Financial and strategic implications
Neither company has disclosed the contract’s dollar value. However, the preceding Barminco deal totalled A$520 million over four years, providing a reference point for scale. For Evolution, partnering with Redpath aligns with its “owner-operator plus specialist contractors” model aimed at cost certainty and technical expertise. For Redpath, Cowal cements its footprint in the competitive Australian hard-rock market and could position the firm for follow-on work as Evolution studies further underground expansions beneath the E42 and GRE46 orebodies.
Environmental considerations
Cowal operates under strict water-management rules owing to its proximity to Lake Cowal wetlands.

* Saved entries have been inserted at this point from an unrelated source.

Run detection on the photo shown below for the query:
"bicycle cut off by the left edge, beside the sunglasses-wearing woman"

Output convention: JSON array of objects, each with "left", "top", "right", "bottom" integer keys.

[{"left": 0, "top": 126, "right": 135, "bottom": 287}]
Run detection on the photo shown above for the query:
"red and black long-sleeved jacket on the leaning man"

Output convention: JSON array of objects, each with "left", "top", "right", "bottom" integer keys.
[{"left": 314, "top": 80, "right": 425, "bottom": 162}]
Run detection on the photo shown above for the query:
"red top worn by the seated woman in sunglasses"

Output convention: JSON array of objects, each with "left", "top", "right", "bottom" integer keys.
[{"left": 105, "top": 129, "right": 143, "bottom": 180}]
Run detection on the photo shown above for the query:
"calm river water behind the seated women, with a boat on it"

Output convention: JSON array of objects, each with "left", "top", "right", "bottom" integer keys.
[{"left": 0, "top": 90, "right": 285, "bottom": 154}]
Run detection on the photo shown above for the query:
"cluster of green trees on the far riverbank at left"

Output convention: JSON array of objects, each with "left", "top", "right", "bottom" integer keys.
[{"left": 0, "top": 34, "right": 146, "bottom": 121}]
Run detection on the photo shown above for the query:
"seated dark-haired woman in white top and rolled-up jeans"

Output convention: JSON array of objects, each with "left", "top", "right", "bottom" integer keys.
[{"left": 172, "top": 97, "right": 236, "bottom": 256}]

The underground mine incorporates paste backfill, which reduces surface tailings and minimises subsidence risks near the lake margin. Redpath is required to comply with Evolution’s tailings stewardship plan, submit monthly water-quality data and meet ISO 14001 environmental-management standards already certified at site.
Safety first
New South Wales’ Resources Regulator recorded Cowal’s underground activity as low-incident during Barminco’s tenure. Redpath will adopt the same critical-risk management controls, including remote bogging where possible, referee-based rig activities and real-time gas monitoring in development headings.

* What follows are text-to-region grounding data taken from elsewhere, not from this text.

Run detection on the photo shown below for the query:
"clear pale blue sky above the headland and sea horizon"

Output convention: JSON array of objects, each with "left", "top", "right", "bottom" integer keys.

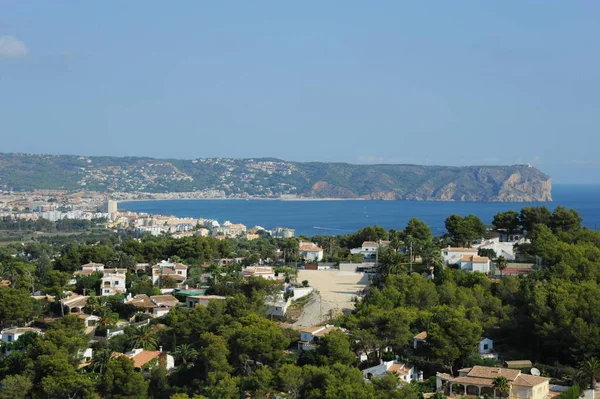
[{"left": 0, "top": 0, "right": 600, "bottom": 183}]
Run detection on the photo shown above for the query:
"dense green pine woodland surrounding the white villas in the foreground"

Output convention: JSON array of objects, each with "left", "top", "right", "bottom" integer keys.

Looking ahead: analysis and industry context
The Cowal contract award underlines two broader trends in Australian gold mining. First, mid-tier producers are relying on specialist contractors to navigate the complex engineering and labour demands of underground expansions, rather than acquiring fleets and crews outright. Second, the shift from open-pit to underground extraction at mature gold camps reflects grade economics and social-licence pressures to limit surface disturbance.
For contractors, competition is intensifying. A short four-year stint for Barminco followed by a five-year term for Redpath illustrates how asset owners periodically re-test the market to sharpen pricing and innovation—digital fleet management, battery-electric equipment and advanced ground support among them. Contractors able to demonstrate flexible labour models and local supply-chain depth stand to benefit.

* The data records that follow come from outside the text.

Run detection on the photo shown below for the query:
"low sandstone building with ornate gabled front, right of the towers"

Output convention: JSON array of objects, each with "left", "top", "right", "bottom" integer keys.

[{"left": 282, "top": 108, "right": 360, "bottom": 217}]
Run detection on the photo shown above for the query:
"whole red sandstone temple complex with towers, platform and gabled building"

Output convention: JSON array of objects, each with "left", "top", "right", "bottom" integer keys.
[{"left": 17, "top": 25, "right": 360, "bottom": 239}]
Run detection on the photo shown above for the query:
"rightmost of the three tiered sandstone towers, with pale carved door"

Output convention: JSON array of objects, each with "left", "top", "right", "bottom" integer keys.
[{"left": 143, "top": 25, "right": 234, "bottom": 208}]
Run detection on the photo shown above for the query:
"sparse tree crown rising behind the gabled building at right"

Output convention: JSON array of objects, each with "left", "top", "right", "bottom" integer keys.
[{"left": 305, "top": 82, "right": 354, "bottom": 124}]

At a regional level, Cowal’s mine-life extension to 2042 offers economic continuity for communities in the Lachlan region at a time when several copper-gold projects elsewhere in New South Wales face permitting hurdles. Should Redpath hit its 2.4 Mt/y underground target, Cowal could remain one of the state’s largest single gold producers for at least another decade, supporting downstream refinery jobs and royalty streams.
The contract highlights evolving partnership dynamics in modern mining: asset owners focus on resource definition, long-term capital allocation and community relationships, while contractors supply specialised human capital and technical agility. How well that balance is struck at Cowal may influence contracting strategies across Australia’s gold sector in the years ahead.